The present invention relates generally to anodes being utilized in impressed current cathodic protection system of marine submerged pipelines and structures.
Submerged metallic surfaces of pipelines and other structures in marine environment are subject to corrosion due to electrochemical reactions between the metallic surfaces and seawater they are in contact with. Cathodic protection systems are installed to limit the amount of corrosion occurring on the subjected surfaces. Impressed current cathodic protection systems are excessively used in marine environment employ a series of anodes at the sea or ocean bottom in order to mitigate and control the severity of corrosion attacks. One of the most common anode materials used in impressed current cathodic protection systems of marine structures is high silicon cast iron.
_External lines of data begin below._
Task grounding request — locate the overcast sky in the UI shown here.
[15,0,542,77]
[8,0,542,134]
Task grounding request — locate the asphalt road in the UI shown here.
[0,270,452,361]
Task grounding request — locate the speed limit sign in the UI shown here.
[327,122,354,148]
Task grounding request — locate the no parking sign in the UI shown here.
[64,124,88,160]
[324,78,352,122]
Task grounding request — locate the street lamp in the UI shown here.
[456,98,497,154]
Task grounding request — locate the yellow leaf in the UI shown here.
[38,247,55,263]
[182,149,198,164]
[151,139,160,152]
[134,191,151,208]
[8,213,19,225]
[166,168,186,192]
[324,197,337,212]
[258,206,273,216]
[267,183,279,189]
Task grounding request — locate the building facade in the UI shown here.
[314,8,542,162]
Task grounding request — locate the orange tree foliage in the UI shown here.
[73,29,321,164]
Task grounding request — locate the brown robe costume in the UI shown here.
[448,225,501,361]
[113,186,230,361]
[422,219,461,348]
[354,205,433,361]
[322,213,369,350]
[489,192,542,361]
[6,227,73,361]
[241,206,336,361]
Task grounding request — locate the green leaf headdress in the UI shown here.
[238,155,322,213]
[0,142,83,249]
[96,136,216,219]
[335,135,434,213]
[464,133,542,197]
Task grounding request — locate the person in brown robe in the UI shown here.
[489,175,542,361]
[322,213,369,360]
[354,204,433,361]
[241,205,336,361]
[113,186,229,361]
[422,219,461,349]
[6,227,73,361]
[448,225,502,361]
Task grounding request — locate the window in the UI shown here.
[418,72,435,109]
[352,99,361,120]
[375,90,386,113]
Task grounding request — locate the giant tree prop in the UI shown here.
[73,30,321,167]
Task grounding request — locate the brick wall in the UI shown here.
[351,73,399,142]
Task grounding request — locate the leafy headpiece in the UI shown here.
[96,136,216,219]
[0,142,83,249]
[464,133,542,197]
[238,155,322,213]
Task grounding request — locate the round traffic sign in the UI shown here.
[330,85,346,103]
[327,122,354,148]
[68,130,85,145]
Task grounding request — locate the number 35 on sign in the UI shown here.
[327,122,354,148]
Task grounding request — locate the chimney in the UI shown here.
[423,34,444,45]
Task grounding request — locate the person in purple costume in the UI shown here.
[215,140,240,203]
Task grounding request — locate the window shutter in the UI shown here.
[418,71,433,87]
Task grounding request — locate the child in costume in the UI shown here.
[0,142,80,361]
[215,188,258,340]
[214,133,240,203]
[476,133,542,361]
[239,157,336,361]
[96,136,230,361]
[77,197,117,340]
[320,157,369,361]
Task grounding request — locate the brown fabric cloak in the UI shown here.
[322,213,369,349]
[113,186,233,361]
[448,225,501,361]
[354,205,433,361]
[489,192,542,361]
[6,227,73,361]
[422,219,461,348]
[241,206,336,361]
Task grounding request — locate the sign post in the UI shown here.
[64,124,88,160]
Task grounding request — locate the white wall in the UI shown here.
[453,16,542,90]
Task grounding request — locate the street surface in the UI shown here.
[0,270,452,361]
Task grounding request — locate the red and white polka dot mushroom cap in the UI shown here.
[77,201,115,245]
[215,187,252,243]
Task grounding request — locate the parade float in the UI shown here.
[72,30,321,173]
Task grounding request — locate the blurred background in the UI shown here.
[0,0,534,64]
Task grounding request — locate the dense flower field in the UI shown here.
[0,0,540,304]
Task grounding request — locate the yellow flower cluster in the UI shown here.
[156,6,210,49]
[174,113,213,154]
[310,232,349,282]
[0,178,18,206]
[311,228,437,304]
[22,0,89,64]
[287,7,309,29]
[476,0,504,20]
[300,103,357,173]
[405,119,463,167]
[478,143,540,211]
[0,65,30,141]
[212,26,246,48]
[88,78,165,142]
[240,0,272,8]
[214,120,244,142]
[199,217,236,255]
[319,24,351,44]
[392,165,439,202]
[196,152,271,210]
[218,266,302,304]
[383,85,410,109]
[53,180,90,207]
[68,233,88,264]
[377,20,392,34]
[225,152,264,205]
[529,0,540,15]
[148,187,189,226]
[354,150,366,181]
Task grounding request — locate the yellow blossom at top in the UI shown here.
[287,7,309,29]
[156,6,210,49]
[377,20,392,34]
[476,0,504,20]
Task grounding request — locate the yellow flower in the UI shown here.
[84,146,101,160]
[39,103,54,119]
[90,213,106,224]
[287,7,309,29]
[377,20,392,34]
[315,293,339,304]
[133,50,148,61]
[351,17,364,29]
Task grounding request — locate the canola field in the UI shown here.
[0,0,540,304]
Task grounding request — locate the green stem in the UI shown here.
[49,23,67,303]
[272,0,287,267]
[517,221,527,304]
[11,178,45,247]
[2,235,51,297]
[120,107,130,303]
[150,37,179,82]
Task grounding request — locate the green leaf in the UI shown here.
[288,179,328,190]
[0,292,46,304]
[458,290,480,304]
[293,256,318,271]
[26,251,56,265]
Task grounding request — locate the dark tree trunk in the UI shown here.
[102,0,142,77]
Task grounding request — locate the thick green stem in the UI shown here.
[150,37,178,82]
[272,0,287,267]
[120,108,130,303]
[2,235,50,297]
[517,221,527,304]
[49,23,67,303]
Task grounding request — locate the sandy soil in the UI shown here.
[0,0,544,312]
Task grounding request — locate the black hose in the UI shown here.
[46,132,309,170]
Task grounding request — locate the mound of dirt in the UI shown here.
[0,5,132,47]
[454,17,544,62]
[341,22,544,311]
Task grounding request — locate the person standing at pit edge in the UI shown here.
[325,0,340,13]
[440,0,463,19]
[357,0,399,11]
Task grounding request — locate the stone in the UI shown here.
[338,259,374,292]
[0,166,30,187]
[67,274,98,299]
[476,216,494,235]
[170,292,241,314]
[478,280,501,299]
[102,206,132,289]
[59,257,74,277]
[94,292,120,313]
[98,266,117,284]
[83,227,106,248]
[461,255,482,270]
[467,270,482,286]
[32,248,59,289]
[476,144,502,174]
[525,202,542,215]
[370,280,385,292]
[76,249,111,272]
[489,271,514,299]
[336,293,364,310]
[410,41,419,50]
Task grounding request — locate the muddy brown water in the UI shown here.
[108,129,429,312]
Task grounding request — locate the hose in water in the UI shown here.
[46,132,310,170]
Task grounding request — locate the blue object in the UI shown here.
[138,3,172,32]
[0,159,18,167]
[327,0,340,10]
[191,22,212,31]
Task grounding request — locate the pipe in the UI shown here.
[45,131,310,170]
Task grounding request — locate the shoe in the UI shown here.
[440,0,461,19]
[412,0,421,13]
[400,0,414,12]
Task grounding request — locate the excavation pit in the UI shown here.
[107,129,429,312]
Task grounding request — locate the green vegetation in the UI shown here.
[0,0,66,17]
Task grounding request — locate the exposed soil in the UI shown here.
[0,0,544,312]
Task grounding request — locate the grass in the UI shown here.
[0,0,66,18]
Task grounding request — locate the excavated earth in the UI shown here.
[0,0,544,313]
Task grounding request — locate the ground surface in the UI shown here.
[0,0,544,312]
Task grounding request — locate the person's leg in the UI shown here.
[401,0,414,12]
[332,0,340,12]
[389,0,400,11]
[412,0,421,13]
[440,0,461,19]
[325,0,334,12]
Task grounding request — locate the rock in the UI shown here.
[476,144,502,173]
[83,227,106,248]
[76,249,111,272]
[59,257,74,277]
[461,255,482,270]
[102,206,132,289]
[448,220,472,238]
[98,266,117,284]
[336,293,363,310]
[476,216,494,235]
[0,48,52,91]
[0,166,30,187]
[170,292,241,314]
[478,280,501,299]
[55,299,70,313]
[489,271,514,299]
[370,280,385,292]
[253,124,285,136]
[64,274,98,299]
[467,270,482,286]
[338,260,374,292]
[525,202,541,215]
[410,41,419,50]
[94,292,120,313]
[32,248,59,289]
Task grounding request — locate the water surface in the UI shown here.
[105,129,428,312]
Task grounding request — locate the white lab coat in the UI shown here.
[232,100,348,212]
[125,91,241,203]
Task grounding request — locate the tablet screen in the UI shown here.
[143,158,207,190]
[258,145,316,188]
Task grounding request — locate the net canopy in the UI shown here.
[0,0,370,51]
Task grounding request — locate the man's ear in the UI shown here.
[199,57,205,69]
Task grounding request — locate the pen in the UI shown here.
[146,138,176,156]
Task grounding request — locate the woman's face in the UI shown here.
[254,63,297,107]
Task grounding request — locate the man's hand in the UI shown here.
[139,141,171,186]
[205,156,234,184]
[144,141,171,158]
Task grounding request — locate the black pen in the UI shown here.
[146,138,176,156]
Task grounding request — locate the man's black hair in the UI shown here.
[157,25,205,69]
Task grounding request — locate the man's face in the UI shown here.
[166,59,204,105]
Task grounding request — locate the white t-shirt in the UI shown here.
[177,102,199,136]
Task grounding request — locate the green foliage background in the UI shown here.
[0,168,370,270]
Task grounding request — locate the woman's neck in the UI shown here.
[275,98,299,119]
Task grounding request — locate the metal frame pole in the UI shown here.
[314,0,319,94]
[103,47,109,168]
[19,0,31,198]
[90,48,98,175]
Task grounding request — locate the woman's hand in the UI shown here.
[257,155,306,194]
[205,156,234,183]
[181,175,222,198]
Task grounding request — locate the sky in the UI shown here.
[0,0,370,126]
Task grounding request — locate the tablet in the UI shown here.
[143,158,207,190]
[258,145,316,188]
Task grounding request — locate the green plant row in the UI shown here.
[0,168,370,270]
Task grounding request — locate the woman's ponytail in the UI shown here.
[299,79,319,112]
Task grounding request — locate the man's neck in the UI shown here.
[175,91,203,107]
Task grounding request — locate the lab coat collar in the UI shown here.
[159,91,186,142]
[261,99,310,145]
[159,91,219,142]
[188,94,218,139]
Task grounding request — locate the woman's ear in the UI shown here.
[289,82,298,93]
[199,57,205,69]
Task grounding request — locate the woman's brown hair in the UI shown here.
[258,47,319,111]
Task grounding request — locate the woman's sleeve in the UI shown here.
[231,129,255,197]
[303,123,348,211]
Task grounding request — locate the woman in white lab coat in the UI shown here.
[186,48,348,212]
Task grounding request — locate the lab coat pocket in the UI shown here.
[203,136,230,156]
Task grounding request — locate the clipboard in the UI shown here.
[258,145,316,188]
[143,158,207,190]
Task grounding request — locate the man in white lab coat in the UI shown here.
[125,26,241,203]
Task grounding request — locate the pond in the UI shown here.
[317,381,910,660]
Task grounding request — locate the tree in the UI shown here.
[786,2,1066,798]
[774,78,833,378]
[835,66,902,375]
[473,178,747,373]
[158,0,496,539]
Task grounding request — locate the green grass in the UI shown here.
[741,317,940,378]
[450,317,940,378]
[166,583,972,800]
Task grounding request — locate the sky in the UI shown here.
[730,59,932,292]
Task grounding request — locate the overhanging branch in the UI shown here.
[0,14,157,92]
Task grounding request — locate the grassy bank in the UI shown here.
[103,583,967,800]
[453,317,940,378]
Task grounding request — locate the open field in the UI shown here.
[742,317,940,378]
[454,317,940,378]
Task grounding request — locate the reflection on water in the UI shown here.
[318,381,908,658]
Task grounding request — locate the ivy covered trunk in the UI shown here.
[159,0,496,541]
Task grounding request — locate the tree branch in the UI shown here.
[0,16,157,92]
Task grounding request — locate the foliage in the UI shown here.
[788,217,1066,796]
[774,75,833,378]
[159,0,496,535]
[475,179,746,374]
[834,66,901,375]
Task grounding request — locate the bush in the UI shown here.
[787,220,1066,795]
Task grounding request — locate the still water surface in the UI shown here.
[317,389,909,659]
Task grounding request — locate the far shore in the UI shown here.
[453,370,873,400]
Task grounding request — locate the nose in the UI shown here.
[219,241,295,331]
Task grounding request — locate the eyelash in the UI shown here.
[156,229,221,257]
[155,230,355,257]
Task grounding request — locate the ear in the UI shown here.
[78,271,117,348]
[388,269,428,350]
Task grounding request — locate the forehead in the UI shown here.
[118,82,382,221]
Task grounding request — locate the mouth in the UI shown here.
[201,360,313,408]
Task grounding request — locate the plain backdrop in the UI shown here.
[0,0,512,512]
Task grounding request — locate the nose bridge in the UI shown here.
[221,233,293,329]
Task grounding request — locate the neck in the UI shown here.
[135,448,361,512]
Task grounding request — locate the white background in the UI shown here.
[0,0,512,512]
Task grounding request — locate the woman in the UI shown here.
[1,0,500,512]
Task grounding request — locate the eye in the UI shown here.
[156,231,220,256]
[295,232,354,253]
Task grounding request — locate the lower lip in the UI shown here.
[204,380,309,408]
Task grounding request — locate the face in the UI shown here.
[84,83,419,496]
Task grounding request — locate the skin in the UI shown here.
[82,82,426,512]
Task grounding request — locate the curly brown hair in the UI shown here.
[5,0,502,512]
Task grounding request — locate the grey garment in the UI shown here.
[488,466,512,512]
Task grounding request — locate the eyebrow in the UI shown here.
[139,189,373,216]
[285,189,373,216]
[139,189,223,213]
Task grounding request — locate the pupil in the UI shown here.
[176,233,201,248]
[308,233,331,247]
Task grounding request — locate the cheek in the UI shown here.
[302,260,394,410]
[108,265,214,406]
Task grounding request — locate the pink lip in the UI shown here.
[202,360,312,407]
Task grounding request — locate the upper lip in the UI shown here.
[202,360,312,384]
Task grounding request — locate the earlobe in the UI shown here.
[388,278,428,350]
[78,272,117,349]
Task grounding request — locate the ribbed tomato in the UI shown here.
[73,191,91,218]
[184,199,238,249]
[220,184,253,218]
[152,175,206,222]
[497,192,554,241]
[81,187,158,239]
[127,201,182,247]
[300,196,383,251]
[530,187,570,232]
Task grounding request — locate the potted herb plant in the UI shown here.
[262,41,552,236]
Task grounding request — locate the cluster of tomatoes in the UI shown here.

The existing impressed current cathodic protection anodes are commonly produced in the shape of simple rod or tube using sand molded casting or metal die casting techniques. Because of ocean currents and pump-jet streams from ships, especially in near piers and coast zones, the anode systems are exposed to strong forces. When submerged, the effective weight of anode system is reduced significantly in compared with onshore condition. As a result, the submerged anode system placed at the ocean or sea floor must be heavy enough to prevent any movement and subsequent failure.
Known anode systems utilize an anode sled assembly having a number of conventional cylindrical or tubular cast iron cathodic protection anodes commonly used in underground applications, attached to a frame generally made of concrete. The frame typically includes two large diameter concrete longitudinal beams connected by smaller lateral beams. The anode sled assembly includes four lifting eyes, one or two electrical cable connections for each cathodic protection anode, anode clamps to attach the cathodic protection anodes to sled, and cables to connect the anode sled to a current source. Damage to any of the cables or clamps can result in failure of the anode sled. Current output capacity and efficiency of each cathodic protection anode in a specific medium is limited by the surface area of the anode.
The present invention addresses the above and other needs by providing an improved marine anode sled comprises a single piece casting with high surface to weight ratio providing increased active surfaces and improved reliability. In one embodiment the anode weighs about 2,000 lbs and has an active surface area of about 5,000 square inches and a current output capacity of up to 160 amps. The improved anode has considerably higher current output than existing anode sleds with similar weight. Unlike known anode sleds, the entire exposed surface of new anode sled is anode material and passes current to a surrounding medium. The single piece casting eliminates structural failure when a frame of known anode sleds is damaged, and electrical failure when cables connecting multiple anodes are damaged. Two redundant lead cable are attached proximal to opposite corners to optimize reliability and electrical performance.
In accordance with one aspect of the invention, there is provided a single piece cast marine utility anode comprising longitudinal three beams attached to two lateral beams at ends of the longitudinal beams. The longitudinal beams are spaced above a floor the marine utility anode rests on providing increased exposed active surface area to improve output current. At least one lead is attached to the marine utility anode providing positive direct current, and preferably two redundant leads are attached to opposite corners of the marine utility anode, both providing positive direct current.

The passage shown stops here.